Town of Ramsgate Pub by the Old Stairs, Wapping

Wapping was once a pretty rough part of town. This is where ships arrived from all parts of the world to unload their cargo and thieves and petty criminals hung hoping for a bit of luck. Most were unlucky ending up at the gallows for their efforts. The area is known for its Execution Dock, where these thieves and criminals along with mutineers and pirates met their end. One of the most famous in history is Scottish Captain William Kidd, whose life and times are now portrayed in literature, film and music.

There is more to see. Walking further along, there are memories of the past all around us that we would not have noticed had our attention not been drawn to them. Many of the old warehouses which used to store tobacco, rice and wine have now been converted into upmarket apartments and houses or eating establishments and cafes. Their facades still hold remnants of their historic past lives.
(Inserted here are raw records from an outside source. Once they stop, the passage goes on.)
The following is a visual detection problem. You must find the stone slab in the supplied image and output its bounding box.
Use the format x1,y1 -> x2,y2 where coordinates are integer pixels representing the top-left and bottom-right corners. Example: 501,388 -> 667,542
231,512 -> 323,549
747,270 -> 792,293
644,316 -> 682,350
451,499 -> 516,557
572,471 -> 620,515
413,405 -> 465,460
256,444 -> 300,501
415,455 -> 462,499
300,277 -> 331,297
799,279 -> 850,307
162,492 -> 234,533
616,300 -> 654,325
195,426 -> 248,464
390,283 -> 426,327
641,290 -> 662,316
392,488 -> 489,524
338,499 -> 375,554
St Johns Old School with its two distinctive statues standing above the doorways indicating separate entrances into the school for boys and girls stands opposite the old St John’s Churchyard. The school building dates back to the mid-1700s. Little remains of the churchyard today. Instead, it has given way to become a leafy garden with park benches on which to sit and appreciate the school building. The building is no longer used for the purpose it was built for. It is now a private residence and the two statues are replicas with the originals stored safely away.

The statues above the entrance of Old St John School

Wapping was and is home to many old pubs and one of them, Turner’s Old Star, has a story behind it. The pub was originally two homes inherited by the artist Joseph William Turner (William Turner). He converted them into a tavern named The Old Star and ensconced one of his mistresses in there to run it. To ensure his anonymity he went as far as assuming her surname “Booth” and soon became known in the area as “Puggy Booth” because of his short height and plumpness. The “Old Star” was refurbished in 1987 and renamed “Turner’s Old Star” in Turner’s honour.

A beautiful stroll along the Ornamental Canal leads us back to where it all started past the picturesque Dickens Inn to finally stop at the two elephants which stand on the pillars of the gate outside the only original warehouse standing in St Katharine Dock, Ivory House and convey our gratitude and say our goodbyes to Julia.

The Dickens Inn, St Katharine Dock

We turn back to re-enter the Dock. It’s lunchtime and there are a myriad of cafes, restaurants and pubs to choose from.